Le déficit budgétaire devrait ressortir à -9,2% du PIB en 2009 et à -9,9% en 2010. La dette publique, de 177% du PIB en 2008, devrait atteindre 197% l’an prochain. Les émissions du Trésor sont appelées à augmenter, passant de 33,2 TR yens en 2008 à près de 50 TR cette année, avec le refinancement des titres arrivant à échéance, les émissions passeraient de 138 à plus de 153 TR yens.
Compte tenu des effets multiplicateurs associés à certaines des mesures adoptées, le programme devrait déboucher sur un supplément de croissance qui pourrait atteindre 1,5 point de PIB entre la mi-2009 et la mi-2010. Le PIB pourrait ainsi éviter de se contracter à nouveau l’an prochain, sans pour autant pouvoir combler l’output gap. Nombre de mesures sont de caractère temporaire et ne manqueront pas de s’accompagner des classiques effets de calendrier (la dépense effectuée cette année ne le sera plus l’an prochain), la croissance restera ainsi déprimée sous le double effet d’une économie mondiale, dont la croissance restera très hésitante, et de la réduction des effectifs et des excédents de capacité que les entreprise ne peuvent éviter.
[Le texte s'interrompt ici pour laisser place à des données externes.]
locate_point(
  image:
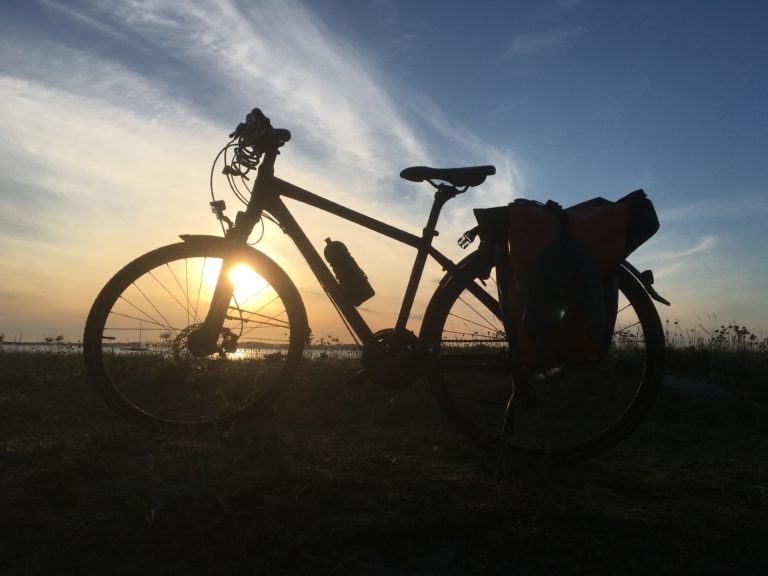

Mis à part les dépenses d’infrastructure qui ont le mérite de ne plus seulement bénéficier aux campagnes, les mesures ne sont pas de nature à stimuler la productivité et, partant, la croissance potentielle à l’heure où celle-ci est appelée à se modérer (vers 1%) sous l’effet du vieillissement. Cela n’est pas rassurant pour la consolidation des finances publiques.
Clairement, la charge de la dette va s’accroître. Au moment où l’épargne domestique devient moins abondante, comme l’indique le repli de l’excédent extérieur, cela pourrait pousser les taux à la hausse et conduire la BoJ à renforcer ses achats de titres publics.
Le fardeau de la dette pèsera plus lourd sur les jeunes générations, et la marge de manoeuvre de la politique budgétaire deviendra plus étroite au moment même où le vieillissement sera appelé à peser sur la dépense
Les mesures se déclinent en :
- soutien à la consommation (660 mds yens) via l’incitation à l’achat de biens d’équipement électroniques moins consommateurs d’énergie (rabais de 5%, 10% pour les postes de télévision) et au remplacement des véhicules (subvention de 250 000 yens), l’allègement de la fiscalité des donations (100 mds yens) si celles-ci sont destinées à financer l’achat d’un bien immobilier.
- travaux publics (3,5 TR yens), notamment pour l’amélioration des voies de communication entre grandes villes et la modernisation des aéroports.
- subvention aux entreprises qui évitent les licenciements et actions de formation (1,9 TR yens) – amélioration du système de santé (3,7 TR yens)
- transferts aux collectivités locales (1 TR yens).
Au total, même si la fin de l’ajustement des stocks, conjuguée à une amélioration de la conjoncture en Chine et aux effets des plans de soutien budgétaires, peut être de nature à freiner l’ampleur et à limiter la durée de la récession, rien n’autorise à prévoir le retour à une croissance soutenue l’an prochain.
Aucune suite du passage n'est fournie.